I didn’t lose my competitive edge, I just really started to enjoy myself more. Some days we’d have a beautiful run and be right in there with all the fancy, expensive horses. And some days we’d be way off the pace. But all that mattered was that old horse and I were doing our best.
I used to have people tell me Scamper was such a great horse because he put his whole heart into every run we made, no matter what. I once had a friend tell me she stopped and watched every time it was my turn to run because she loved the partnership Scamper and I shared.
My senior year I applied for the NHSRA Equine Athlete of the Month competition. The application required an essay on the horse and the impact they’ve had on you. I had trouble narrowing my thoughts down to be under the word count limit, but finally got it done. Scamper won Equine Athlete of the Month and at the end of the season was the Reserve Equine Athlete of the Year on a national scale. He was awarded this honor after I’d made my final run on him that year. I cried the most bittersweet happy tears.
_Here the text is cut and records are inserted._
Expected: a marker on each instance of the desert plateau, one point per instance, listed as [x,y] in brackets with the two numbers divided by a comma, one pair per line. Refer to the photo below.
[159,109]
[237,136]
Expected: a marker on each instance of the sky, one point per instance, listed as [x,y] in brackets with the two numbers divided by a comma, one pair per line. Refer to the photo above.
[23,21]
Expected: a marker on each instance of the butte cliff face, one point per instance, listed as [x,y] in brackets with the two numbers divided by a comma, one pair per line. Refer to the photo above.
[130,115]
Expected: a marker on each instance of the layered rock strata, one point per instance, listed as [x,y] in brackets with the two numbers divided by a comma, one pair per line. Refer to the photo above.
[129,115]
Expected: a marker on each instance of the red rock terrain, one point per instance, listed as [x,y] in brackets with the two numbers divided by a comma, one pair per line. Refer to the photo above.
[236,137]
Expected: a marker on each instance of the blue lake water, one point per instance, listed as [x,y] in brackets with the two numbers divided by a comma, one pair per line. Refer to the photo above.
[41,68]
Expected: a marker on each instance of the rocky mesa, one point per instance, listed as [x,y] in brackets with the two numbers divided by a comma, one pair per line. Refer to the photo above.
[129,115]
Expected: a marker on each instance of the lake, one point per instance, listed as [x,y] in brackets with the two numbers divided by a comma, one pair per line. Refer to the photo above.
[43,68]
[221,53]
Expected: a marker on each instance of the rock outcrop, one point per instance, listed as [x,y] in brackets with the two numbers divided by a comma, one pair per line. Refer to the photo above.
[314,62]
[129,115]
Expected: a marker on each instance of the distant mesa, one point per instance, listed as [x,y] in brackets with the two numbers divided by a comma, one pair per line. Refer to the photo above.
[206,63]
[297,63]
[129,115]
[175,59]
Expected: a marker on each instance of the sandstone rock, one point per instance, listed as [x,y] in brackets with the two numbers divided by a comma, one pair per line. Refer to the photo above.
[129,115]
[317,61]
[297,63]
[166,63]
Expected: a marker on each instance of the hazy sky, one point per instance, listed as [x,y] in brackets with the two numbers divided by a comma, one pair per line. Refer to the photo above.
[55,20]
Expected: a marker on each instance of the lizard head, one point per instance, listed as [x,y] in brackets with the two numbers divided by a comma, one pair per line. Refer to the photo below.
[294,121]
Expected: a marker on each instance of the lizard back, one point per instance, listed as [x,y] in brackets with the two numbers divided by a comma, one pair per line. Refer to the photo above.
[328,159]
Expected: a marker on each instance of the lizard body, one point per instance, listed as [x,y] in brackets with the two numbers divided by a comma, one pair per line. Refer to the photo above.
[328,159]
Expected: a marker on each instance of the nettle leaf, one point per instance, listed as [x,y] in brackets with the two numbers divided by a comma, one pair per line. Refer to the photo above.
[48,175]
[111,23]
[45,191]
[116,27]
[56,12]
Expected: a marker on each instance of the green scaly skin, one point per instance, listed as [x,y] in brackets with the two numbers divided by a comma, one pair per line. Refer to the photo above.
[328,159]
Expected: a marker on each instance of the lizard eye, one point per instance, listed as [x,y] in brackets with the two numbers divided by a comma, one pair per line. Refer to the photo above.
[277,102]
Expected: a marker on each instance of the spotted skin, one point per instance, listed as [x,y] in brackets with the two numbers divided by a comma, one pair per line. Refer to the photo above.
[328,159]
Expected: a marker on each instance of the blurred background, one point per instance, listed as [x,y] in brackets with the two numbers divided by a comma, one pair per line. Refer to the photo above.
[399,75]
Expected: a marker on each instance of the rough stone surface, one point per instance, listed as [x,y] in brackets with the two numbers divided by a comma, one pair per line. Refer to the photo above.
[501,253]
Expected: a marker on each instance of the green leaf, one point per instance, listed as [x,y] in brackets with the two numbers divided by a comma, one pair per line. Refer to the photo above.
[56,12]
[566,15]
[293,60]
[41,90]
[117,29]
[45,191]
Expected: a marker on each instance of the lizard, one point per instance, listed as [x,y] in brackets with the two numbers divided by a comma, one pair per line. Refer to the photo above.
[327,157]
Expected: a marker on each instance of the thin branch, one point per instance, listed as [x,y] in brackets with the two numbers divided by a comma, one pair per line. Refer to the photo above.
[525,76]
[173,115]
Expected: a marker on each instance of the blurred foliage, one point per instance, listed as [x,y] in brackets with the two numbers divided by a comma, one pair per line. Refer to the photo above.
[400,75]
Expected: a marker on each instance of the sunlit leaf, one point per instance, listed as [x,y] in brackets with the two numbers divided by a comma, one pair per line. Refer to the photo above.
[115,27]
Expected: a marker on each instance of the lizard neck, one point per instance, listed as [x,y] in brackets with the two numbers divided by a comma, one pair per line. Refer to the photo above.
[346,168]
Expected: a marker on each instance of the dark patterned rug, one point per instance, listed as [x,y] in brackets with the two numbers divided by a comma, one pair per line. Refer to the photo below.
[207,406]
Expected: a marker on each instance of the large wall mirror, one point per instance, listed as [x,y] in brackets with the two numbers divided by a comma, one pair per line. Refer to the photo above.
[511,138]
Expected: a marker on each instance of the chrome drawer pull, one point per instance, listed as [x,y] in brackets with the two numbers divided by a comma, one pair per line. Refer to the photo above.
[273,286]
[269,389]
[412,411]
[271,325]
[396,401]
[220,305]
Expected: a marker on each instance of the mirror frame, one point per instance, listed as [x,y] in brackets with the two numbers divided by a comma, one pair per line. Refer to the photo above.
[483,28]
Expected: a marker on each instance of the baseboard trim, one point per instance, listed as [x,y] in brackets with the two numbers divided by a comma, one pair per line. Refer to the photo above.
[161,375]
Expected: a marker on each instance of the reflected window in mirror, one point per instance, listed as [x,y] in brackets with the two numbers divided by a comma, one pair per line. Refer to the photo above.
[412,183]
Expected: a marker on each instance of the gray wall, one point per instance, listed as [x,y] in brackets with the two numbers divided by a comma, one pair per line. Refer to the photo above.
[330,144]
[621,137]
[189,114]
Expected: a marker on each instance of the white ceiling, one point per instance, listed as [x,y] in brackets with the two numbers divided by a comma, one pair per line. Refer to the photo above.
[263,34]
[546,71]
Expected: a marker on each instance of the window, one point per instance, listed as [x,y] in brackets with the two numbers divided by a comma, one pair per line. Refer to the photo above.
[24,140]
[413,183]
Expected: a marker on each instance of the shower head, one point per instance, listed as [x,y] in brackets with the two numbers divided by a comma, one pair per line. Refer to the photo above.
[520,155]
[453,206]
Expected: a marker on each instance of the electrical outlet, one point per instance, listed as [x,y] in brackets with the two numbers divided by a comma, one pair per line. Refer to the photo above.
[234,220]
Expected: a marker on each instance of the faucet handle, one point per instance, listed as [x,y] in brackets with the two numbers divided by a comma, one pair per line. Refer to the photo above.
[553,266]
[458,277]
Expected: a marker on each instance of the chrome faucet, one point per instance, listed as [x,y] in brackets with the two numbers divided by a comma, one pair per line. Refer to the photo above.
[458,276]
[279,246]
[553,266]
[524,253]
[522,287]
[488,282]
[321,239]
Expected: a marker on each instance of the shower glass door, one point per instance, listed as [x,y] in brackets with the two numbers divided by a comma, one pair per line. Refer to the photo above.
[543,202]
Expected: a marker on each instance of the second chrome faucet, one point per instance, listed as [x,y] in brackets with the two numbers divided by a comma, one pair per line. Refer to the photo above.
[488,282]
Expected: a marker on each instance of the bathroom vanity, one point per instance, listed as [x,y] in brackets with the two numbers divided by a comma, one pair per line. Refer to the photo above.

Today, I’m 22 and Scamper is 23. He’s the only horse left on my family’s place that has been around longer than I have. After my 7 year career in junior and high school rodeo, never missing a single one, he got a year off before my little sister Payton started running him. She’s in 8th grade and he hasn’t missed one of her rodeos either. I’m really proud of my little sister because at such a young age, she already has the perspective to be grateful for her partnership with Scamper and all he gives her. He still gives his absolute heart and soul every time they enter the arena, and she still gives him a big pet on the way out.
She’s using what she has and doing what she can.
And at the end of the day, I think that’s what this is all about.